Vol. 35

Proper attire-part 2; Gloves, Wraps and weight belts.

The real question here is what is appropriate and what is simply an attempt to relieve you of your wallet.
While it not unreasonable to afford yourself protection when exercising around heavy steel objects , there is also a real hazard in wearing too much workout "gear".

Gloves-the argument here is that while your hands do get protected, proprioreceptive response (which provides neuromuscular stimulation and consequentially how much contractile strength is necessary to lift a particular weight) is interfered with, thereby (potentially)limiting the amount of resistance you can handle and minimizing the benefit of the exercise-your choice.
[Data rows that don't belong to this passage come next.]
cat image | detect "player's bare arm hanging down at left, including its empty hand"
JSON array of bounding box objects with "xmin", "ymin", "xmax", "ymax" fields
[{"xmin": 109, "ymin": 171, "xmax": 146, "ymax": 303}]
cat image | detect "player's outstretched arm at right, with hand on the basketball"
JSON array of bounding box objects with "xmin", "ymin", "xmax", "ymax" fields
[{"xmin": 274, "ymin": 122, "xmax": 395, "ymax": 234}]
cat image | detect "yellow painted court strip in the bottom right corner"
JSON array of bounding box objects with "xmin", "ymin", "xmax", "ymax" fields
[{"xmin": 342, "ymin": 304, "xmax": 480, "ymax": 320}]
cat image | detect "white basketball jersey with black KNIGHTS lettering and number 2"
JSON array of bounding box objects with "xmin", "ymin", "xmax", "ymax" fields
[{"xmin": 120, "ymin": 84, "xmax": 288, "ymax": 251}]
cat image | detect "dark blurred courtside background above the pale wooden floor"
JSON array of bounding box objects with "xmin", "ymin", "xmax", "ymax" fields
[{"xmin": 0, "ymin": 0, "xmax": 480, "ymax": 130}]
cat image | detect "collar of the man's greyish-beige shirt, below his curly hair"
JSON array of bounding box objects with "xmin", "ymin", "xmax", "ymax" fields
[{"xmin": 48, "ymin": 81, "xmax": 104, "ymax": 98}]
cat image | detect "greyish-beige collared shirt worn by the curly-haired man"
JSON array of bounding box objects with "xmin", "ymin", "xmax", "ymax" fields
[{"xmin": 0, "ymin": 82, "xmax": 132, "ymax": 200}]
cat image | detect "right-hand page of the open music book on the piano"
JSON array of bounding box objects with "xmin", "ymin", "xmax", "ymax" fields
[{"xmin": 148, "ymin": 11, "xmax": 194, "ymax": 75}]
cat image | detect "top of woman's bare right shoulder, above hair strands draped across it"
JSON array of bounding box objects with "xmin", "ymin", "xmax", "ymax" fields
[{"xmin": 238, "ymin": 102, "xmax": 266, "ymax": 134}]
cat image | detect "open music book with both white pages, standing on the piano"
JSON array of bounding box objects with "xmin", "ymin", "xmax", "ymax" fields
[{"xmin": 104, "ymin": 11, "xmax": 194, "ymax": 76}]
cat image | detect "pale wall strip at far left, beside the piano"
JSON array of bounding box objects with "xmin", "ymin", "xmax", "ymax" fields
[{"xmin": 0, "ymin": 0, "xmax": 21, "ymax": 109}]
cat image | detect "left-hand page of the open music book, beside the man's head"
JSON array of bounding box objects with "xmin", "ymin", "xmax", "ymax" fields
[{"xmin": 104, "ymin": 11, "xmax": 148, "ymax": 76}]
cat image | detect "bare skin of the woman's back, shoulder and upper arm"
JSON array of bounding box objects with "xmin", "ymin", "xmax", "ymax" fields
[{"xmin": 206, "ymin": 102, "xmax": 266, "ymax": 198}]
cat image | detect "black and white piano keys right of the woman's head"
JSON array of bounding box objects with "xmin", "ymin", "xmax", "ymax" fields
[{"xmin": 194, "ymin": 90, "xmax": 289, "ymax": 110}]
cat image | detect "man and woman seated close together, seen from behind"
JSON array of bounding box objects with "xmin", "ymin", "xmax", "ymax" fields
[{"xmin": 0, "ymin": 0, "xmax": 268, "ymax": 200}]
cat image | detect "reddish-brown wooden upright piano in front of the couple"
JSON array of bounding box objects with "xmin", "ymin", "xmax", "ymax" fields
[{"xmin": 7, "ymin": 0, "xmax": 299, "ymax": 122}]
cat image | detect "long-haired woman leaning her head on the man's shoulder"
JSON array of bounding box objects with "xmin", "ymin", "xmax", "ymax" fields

Wraps-too tight will limit circulation and raise blood pressure-be careful. A good general rule to follow is that if the resistance only permits 6 repetitions or less, joint wrapping is probably a good idea, just make sure you loosen them up after each set.

Weight belts-A carryover from weightlifting where overhead lifts tend to compress the lower spine-especially the 4th,5th and 6th lumbar vertebrae. Well advised for heavy squats, deadlifts and exercises where the tendency is to arch or lean backwards.
Again, particularly appropriate when lifting a weight which only permits 6 repetitions or less. Over 6 repetitions means that the body is capable of handling the resistance however the belt does the work the muscles are supposed to, so the net result is weakening of the supporting musculature. Use sparingly.